While the overall operation of the system is illustrated in FIG. 1, FIGS. 2 and 3 when arranged in side by side position illustrate the circuitry of the receiver-converter in detail and FIG. 4 is a schematic diagram of the signal carrier oscillator circuit.

Before considering the receiver-converter circuit in detail, consider the signal generator 25 (FIG. 4). The generator 25 includes a cathode tuned oscillator tube 81, cathode follower output tube 82, a source of B+ 65 and the various associated circuit components. Closure of switch 83 causes the generator 25 to generate a 9.25 mc. unmodulated carrier. It is amplified and connected to the cable 29 as shown. Control of the meter 31, etc., is effected by operation of the switch 63.

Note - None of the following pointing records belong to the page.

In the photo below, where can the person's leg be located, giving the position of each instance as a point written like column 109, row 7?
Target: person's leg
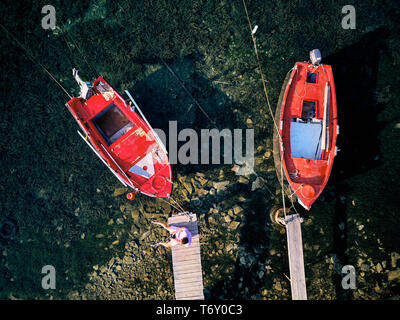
column 164, row 244
column 165, row 226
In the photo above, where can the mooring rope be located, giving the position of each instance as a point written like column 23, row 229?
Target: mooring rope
column 30, row 56
column 267, row 99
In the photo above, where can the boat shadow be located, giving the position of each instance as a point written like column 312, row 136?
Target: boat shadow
column 355, row 70
column 175, row 96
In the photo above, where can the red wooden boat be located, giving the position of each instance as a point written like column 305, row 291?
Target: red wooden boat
column 122, row 139
column 307, row 120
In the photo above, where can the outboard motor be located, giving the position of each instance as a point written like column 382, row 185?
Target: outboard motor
column 315, row 57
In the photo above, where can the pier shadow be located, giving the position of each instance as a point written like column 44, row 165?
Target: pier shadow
column 248, row 275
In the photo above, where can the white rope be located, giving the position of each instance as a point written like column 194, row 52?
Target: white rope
column 267, row 100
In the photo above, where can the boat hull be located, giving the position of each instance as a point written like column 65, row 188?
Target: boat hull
column 123, row 140
column 306, row 116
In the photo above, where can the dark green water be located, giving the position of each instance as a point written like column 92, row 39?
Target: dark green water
column 61, row 197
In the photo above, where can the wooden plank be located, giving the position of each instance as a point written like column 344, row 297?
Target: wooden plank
column 185, row 295
column 188, row 281
column 296, row 259
column 186, row 257
column 185, row 275
column 186, row 261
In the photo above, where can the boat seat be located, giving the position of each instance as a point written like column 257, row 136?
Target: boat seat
column 305, row 139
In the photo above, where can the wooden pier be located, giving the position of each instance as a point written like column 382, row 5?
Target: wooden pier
column 186, row 261
column 296, row 259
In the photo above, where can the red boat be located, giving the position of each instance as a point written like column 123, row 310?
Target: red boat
column 307, row 120
column 122, row 139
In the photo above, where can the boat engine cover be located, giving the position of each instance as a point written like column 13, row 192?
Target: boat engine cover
column 315, row 56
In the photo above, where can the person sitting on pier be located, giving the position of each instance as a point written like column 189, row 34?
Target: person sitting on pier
column 180, row 236
column 86, row 88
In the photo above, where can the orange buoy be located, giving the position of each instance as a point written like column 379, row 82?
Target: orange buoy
column 308, row 191
column 131, row 196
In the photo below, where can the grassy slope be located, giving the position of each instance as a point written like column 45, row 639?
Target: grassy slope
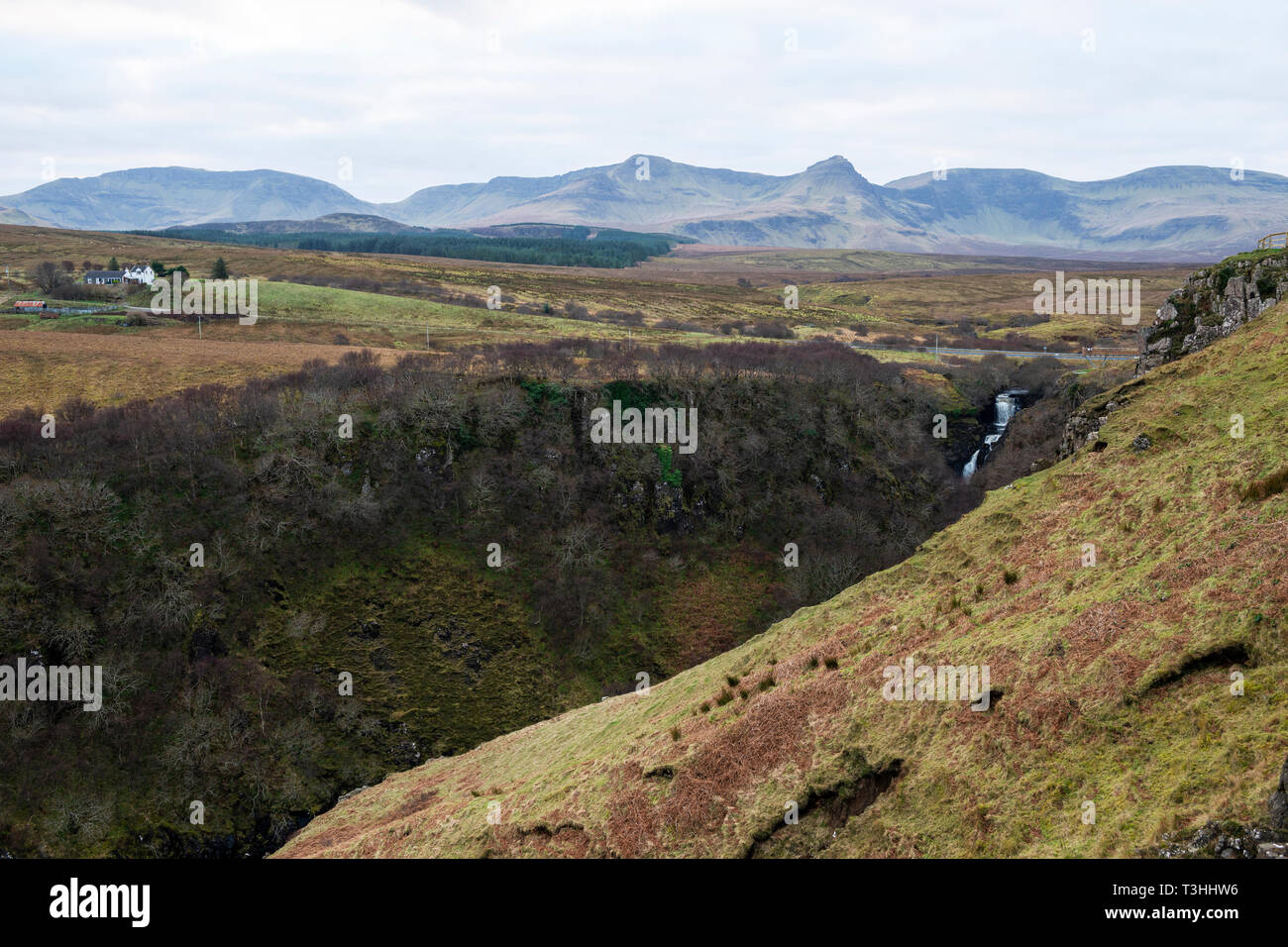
column 1185, row 569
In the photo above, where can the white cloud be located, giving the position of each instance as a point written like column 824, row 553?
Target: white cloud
column 412, row 94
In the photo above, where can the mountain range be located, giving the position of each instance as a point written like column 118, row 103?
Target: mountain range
column 1179, row 211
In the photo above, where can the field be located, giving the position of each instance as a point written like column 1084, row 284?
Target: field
column 1111, row 682
column 320, row 304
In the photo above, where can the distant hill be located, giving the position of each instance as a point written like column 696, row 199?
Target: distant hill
column 154, row 197
column 1154, row 214
column 18, row 218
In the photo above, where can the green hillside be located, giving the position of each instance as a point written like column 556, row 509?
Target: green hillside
column 1112, row 684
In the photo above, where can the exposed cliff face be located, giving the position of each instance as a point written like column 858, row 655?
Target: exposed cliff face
column 1214, row 303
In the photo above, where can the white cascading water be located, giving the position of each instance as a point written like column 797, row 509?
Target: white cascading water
column 1005, row 406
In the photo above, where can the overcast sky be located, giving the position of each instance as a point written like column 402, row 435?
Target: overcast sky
column 402, row 94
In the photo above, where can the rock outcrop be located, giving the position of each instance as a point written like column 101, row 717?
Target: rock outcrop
column 1214, row 303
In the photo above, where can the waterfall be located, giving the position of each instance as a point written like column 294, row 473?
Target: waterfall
column 1005, row 407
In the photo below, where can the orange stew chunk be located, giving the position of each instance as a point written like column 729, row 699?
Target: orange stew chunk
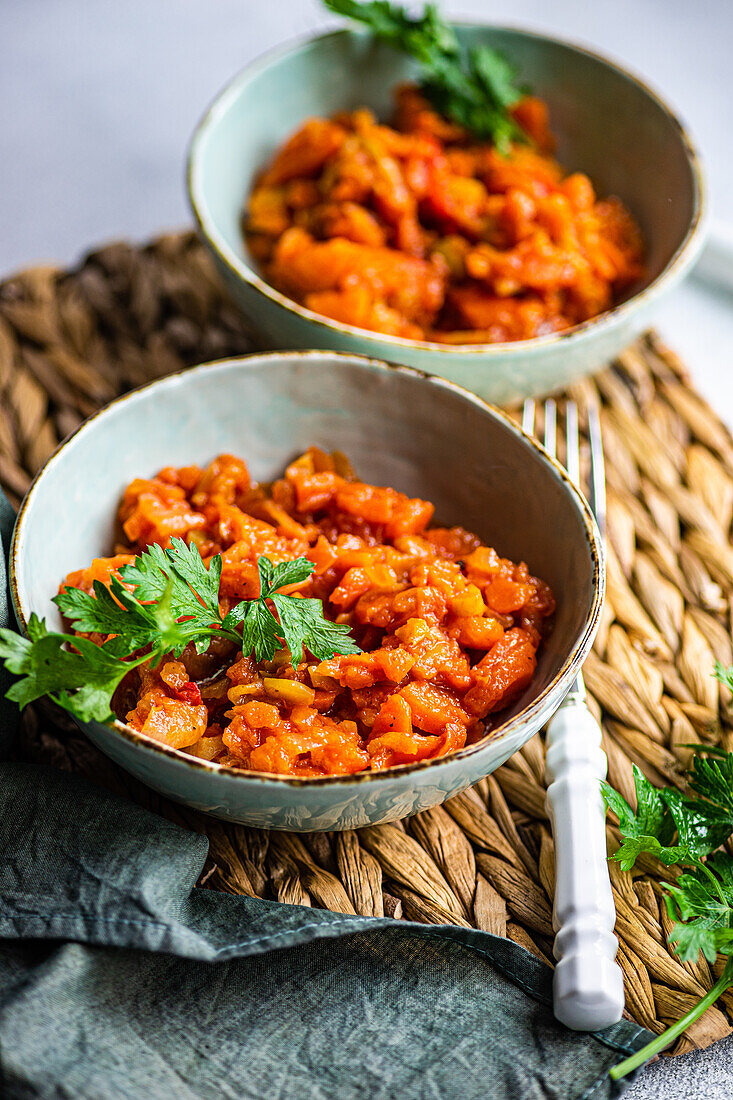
column 448, row 629
column 419, row 232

The receiver-converter circuit 30 as illustrated in combined FIGS. 2 and 3 and more particularly the switching circuit 41 thereof includes a stepping relay or switch 101 that comprises a relay coil 102 and nine multi-position wafer sections 103a-103z', the four switches 61-64 and slow release relays 104, 105, 106 and 107, which are respectively associated with the selector switches (i1-64. The wafers 103a-103z' are associated with various parts of the receiver-converter 30 in order to provide the necessary switching functions for resetting channels l and 2 to the preview channels after the termination of a subscription program which the subscriber has viewed (103b), visually indicating the channel in use at any one time (103e), establishing a closed path for B+ to the local oscillator 44 only after a switch has been actuated (103d), switching the antenna and pay television channels as provided by auxiliary switching circuit 41a in the FIG. 1 block diagram (103e and 1031), and switching the proper tuned circuits into cooperative relationship with the mixer 43, the local oscillator 44 and the band pass RF amplifier 42 (103g-z').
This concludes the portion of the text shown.